If you had the ability to make three reforms in our judicial/legal system, which three would you start with? Why?

  • More judges of color need to be nominated and confirmed to serve in U.S. federal courts. While there has been strides toward appointing female judges, recent administrations could have done better.
  • Increase transparency in our public courts. There is an overall lack of data on several key metrics, such as plea bargains, and very limited livestream access. Even simply making court records fully searchable and freely accessible by the public will help build greater public confidence. A pending bill, the Twenty-First Century Courts Act, will help address these issues.
  • Rethink our approach to incarceration — we’re the world leader in putting people in jail: 2.2 million individuals in our prisons and jails, a 500% increase over the last 40 years (and not surprisingly, incarcerated individuals have been at the highest risk of contracting COVID). Mass incarceration has not necessarily led to public safety, and disparately impacts Black men. In particular, we need to eliminate certain mandatory minimum sentences and shift some of the state fiscal burdens that prisons impose and invest instead in interventions for younger individuals since research shows crime peaks in the teenage years.

How have you used your success to bring goodness to the world?

My friends and family know that I am a sucker for good causes so I do my best to donate when I am approached. But since I am not Jeff Bezos, I know that my time is the most valuable commodity I have to offer. As a result, I’m a believer in karma: if I help someone with a quick phone call and offer them advice (because they asked for it) based on my own experience, I “pay it forward” because I will be seeking someone else out in the future for help. Candidly, this is harder as you get older and the personal and professional demands increase, but I do my best.

I know this is not an easy job. What drives you?

I am not motivated by money. If so, I would not have jumped from an investment bank to a tech startup. Nor for that matter would I have become a lawyer since other paths are more lucrative.

I am most driven by solving problems. To me, this is the core of what a good lawyer is: finding solutions. This is why as a general counsel, I focus on being a business partner.

What are your “5 things I wish someone told me when I first started” and why. Please share a story or an example for each.

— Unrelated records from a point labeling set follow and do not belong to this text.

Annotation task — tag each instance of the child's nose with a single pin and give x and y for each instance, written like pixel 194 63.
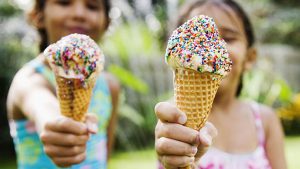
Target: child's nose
pixel 78 10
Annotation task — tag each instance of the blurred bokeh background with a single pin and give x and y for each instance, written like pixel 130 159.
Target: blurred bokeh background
pixel 134 47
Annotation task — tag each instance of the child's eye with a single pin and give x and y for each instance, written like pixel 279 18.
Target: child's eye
pixel 64 2
pixel 93 5
pixel 229 39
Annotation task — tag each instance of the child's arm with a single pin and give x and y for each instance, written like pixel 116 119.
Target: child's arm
pixel 114 88
pixel 274 139
pixel 175 144
pixel 64 139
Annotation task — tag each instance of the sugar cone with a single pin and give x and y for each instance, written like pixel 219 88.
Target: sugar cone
pixel 74 98
pixel 194 95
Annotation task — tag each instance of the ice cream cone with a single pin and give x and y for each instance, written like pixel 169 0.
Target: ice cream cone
pixel 76 61
pixel 74 98
pixel 200 61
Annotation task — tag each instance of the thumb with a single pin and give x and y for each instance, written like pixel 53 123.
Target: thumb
pixel 91 122
pixel 206 134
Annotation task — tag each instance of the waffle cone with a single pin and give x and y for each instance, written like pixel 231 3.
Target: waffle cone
pixel 74 98
pixel 194 95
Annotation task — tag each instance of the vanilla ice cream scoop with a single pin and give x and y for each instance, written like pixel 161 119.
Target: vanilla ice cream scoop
pixel 197 45
pixel 75 56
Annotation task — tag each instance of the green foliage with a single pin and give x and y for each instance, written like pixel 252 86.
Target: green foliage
pixel 128 79
pixel 7 9
pixel 265 87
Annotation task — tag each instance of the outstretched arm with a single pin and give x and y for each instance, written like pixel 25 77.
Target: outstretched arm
pixel 274 139
pixel 114 88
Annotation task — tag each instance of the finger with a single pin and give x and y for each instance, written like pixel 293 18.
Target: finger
pixel 177 132
pixel 92 123
pixel 173 162
pixel 166 146
pixel 68 161
pixel 168 112
pixel 63 139
pixel 206 134
pixel 66 125
pixel 63 151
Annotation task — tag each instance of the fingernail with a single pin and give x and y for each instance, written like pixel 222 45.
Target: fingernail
pixel 182 119
pixel 192 159
pixel 194 150
pixel 93 128
pixel 207 139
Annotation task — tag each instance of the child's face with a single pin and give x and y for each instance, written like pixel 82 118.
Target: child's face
pixel 63 17
pixel 232 31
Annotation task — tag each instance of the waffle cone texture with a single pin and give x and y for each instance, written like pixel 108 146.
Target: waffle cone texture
pixel 74 98
pixel 194 95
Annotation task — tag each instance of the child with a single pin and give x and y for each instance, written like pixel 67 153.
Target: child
pixel 249 134
pixel 43 138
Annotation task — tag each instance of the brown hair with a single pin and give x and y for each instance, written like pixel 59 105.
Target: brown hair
pixel 185 12
pixel 40 5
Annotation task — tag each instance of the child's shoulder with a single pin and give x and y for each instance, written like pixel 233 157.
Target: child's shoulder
pixel 268 116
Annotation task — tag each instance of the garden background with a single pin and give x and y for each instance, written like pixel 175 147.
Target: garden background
pixel 134 48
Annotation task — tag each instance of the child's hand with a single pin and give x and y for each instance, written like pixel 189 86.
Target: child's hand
pixel 175 144
pixel 65 139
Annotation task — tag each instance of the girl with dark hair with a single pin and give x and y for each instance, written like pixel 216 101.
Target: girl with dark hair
pixel 43 138
pixel 250 135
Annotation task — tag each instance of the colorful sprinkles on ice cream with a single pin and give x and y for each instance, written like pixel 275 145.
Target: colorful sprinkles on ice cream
pixel 75 56
pixel 196 45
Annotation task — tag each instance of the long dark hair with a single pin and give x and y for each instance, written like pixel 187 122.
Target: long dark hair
pixel 185 12
pixel 40 5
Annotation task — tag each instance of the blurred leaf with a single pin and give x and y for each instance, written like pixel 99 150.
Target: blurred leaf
pixel 7 9
pixel 285 92
pixel 128 79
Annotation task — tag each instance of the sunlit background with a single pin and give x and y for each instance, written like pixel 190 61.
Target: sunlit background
pixel 134 48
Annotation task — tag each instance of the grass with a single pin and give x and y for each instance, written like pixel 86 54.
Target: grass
pixel 146 159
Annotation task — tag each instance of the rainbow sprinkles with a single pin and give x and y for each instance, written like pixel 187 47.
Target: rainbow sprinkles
pixel 196 45
pixel 75 56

  • Build relationships — Having an IQ is table stakes, but what will differentiate you is the EQ. Most importantly, build relationships across different levels and functions.
  • Set deadlines — Oftentimes you are not told when something is due, but setting your own deadline will ensure it gets done. Star Wars’ Yoda famously said there is no try, either do — or do not.
  • Believe in yourself — You will quickly begin a comparison game to others who make more money than you, or are more successful. Focus on your own journey and your own path, and know that you got to where you are because of who you are.
  • Take time for yourself — I’ve learned a lot from my CEO and he reminds us that is a reason why on airplanes we are told to put on our oxygen mask first before assisting others. We can’t be effective if we aren’t taking care of ourselves. For some, this means going for a run. For others, it could be yoga or meditation. Find a few “self care” things and make it a point to do them as often as possible, ideally each day.
  • Don’t forget what really matters in life — When anyone dies (famous or in our families), we are all reminded of how short and fragile life is. The most important things in life are our health, our family, and our loved ones. We work to live, not the other way around.

We are very blessed that some of the biggest names in Business, VC funding, Sports, and Entertainment read this column. Is there a person in the world, or in the US whom you would love to have a private breakfast or lunch with, and why? He or she might see this. 🙂

I am a huge fan of Mark Cuban — he is the perfect blend of business, entrepreneurship, and sports (as the owner of the Dallas Mavericks). He is a self-made man who sold garbage bags door-to-door as a kid. He is known for saying that the one thing in life you can control is effort. And he quotes his father, who like mine, believes that only hard work reaps rewards.